Tuberkulosis (TBC) merupakan salah satu penyakit yang bisa sangat membahayakan. Mendeteksi kasus TBC secara dini bisa menjadi cara untuk mencegah terjadinya penyebaran TBC. Namun, apa yang terjadi jika seseorang terkena TBC namun tanpa menunjukkan adanya gejala atau tanda?
“Jadi infeksi laten TBC itu memang disaat seseorang yang terpapar kuman TBC itu, imunitasnya menyebabkan dia bisa tidak bergejala tapi sebenarnya dia tidak hilang sempurna dari tubuh,” jelas dr. Tiffany Tiara Pakasi, Koordinator Substansi Tuberkulosis Kemenkes, dalam Konferensi Pers pada Selasa, 22 Maret 2022.
Menurut dr. Tiara, kekebalan tubuh seseorang bisa membuat kuman TBC ini menjadi ‘tidur’. Akan tetapi, bukan berarti seseorang yang terkena kuman TBC ini berarti tidak akan mengalami TBC. “Sewaktu-waktu kalau daya tahan tubuhnya turun dan lain-lain, itu dia bisa memicu sehingga TBC menjadi aktif,” ujarnya.
“Orang-orang dengan laten TBC atau orang-orang yang punya kuman TBC tapi dia tidak menunjukkan gejala, dulu itu belum diobati memang tapi sekarang ada TPT atau tubercolosis prevention treatment. Terutama diprioritaskan untuk anak-anak,” tambah dr. Nurul H.W. Luntungan, MPH, Ketua Yayasan Stop TB Partnership Indonesia.

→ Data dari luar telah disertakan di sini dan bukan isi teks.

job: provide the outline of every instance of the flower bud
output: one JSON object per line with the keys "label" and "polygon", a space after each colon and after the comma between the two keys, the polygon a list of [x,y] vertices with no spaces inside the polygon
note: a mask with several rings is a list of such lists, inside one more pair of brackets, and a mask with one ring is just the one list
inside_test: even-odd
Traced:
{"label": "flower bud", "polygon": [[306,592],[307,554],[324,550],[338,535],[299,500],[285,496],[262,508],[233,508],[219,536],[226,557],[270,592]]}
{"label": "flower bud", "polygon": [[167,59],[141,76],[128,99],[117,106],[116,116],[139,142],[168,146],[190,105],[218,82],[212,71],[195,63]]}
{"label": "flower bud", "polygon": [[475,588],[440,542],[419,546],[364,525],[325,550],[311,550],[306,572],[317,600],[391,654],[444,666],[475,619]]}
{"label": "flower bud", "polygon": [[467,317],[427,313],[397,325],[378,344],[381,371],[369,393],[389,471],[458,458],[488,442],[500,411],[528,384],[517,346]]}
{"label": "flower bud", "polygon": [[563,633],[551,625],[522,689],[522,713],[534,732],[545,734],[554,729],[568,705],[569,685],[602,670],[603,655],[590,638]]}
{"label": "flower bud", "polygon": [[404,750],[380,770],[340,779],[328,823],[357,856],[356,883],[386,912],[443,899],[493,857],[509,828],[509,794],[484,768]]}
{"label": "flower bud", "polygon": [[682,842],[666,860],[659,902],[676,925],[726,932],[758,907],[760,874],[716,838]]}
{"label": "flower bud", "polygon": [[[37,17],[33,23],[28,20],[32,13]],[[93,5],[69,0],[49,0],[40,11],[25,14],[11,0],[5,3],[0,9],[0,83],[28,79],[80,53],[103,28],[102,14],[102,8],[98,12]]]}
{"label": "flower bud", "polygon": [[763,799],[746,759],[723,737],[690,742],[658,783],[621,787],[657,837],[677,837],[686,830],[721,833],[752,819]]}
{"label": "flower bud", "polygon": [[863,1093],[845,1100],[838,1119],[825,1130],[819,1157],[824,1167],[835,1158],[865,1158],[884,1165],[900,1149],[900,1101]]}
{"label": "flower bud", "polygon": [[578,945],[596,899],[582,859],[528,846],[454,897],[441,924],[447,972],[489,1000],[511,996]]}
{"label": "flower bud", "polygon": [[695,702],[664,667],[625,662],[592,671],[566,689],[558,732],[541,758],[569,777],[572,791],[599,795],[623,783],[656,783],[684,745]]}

(Mendeteksi kasus TBC secara dini bisa menjadi cara untuk mencegah terjadinya penyebaran TBC. Foto: Ilustrasi. Dok. Unsplash.com)
Jadi, kalau anak-anak yang ternyata memiliki TBC laten itu sudah mulai diberikan obat karena memang TBC ini dapat muncul di kemudian hari dan bisa tiba-tiba muncul kembali.
“Mungkin ternyata di keluarganya ada yang TBC dan mereka tinggal serumah dan ternyata yang serumah itu semua badannya terkena kuman TBC. Tapi saat itu bisa saja tidak bergejala dan tidak mendapatkan pengobatan. Sehingga akhirnya penyakit TBC- nya baru muncul pada saat dewasa,” jelas dr. Nurul.
Inilah yang menurut dr. Nurul menjadi pembeda penanganan TBC dengan penyakit menular lainnya karena sifat kumannya itu yang bisa sembunyi di tubuh. Dan bisa tidak menyebabkan sakit. Sampai suatu hari nanti misalnya orang tersebut daya tahan tubuhnya sedang drop atau mungkin dia kena penyakit, akhirnya TBC-nya muncul.
“Jadi ini salah satu hal yang sangat menarik dan bisa jadi poin kenapa pengobatan dan penanganan TBC itu cukup complicated. Belum lagi untuk obatnya sendiri harus minum enam bulan. Itu untuk yang masih sensitif obat. Kalau yang masih resisten obat itu bisa lebih panjang waktunya,” tutup dr. Nurul.